Indonesia, dengan beragam suku, budaya, dan wilayah geografis yang luas, telah lama berjuang untuk mencapai keseimbangan antara otonomi daerah dan sentralisasi pemerintahan. Reformasi tahun 1998 membuka jalan bagi otonomi daerah sebagai respons terhadap dominasi sentralisasi era Orde Baru (Aspinall & Fealy, 2003).

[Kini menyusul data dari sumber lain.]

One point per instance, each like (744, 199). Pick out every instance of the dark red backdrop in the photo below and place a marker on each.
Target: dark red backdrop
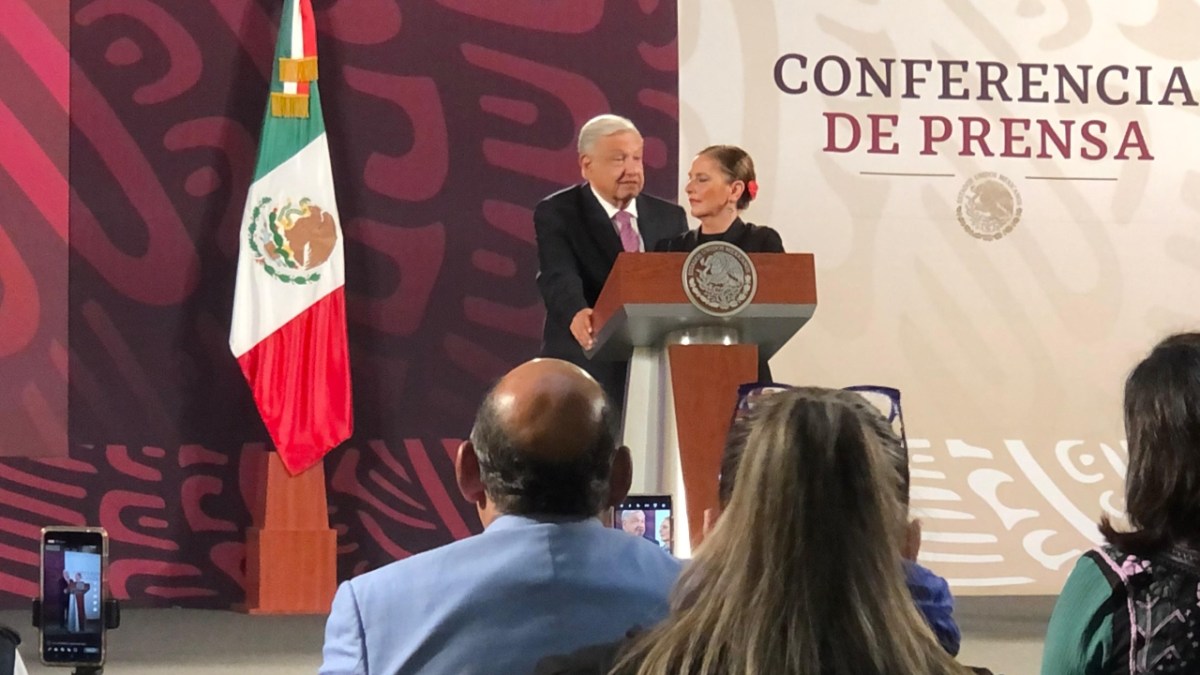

Namun, setelah lebih dari dua dekade,
otonomi daerah menghadirkan tantangan besar, terutama dalam aspek ketidakpastian hukum, infrastruktur yang timpang, dan korupsi kepala daerah yang merajalela (KPK, 2024). Kondisi ini menimbulkan kebutuhan mendesak untuk kembali ke model sentralisasi sementara, guna menciptakan tata kelola yang lebih terintegrasi dan efisien.
Secara historis, pada era Orde Baru di bawah kepemimpinan Soeharto, sistem pemerintahan sangat terpusat (Vatikiotis, 1998). Pemerintah pusat memegang kendali atas hampir semua aspek pemerintahan, mulai dari perencanaan pembangunan hingga pengelolaan sumber daya alam.
Sentralisasi ini memiliki beberapa keunggulan, seperti konsistensi kebijakan yang mengurangi disparitas antarwilayah, percepatan pembangunan infrastruktur, dan stabilitas politik yang mengurangi potensi konflik horizontal (Hill, 2014).
Namun, sentralisasi juga memiliki kelemahan, seperti lemahnya partisipasi masyarakat dalam pengambilan keputusan dan potensi otoritarianisme yang membatasi kebebasan politik (Hadiz, 2010).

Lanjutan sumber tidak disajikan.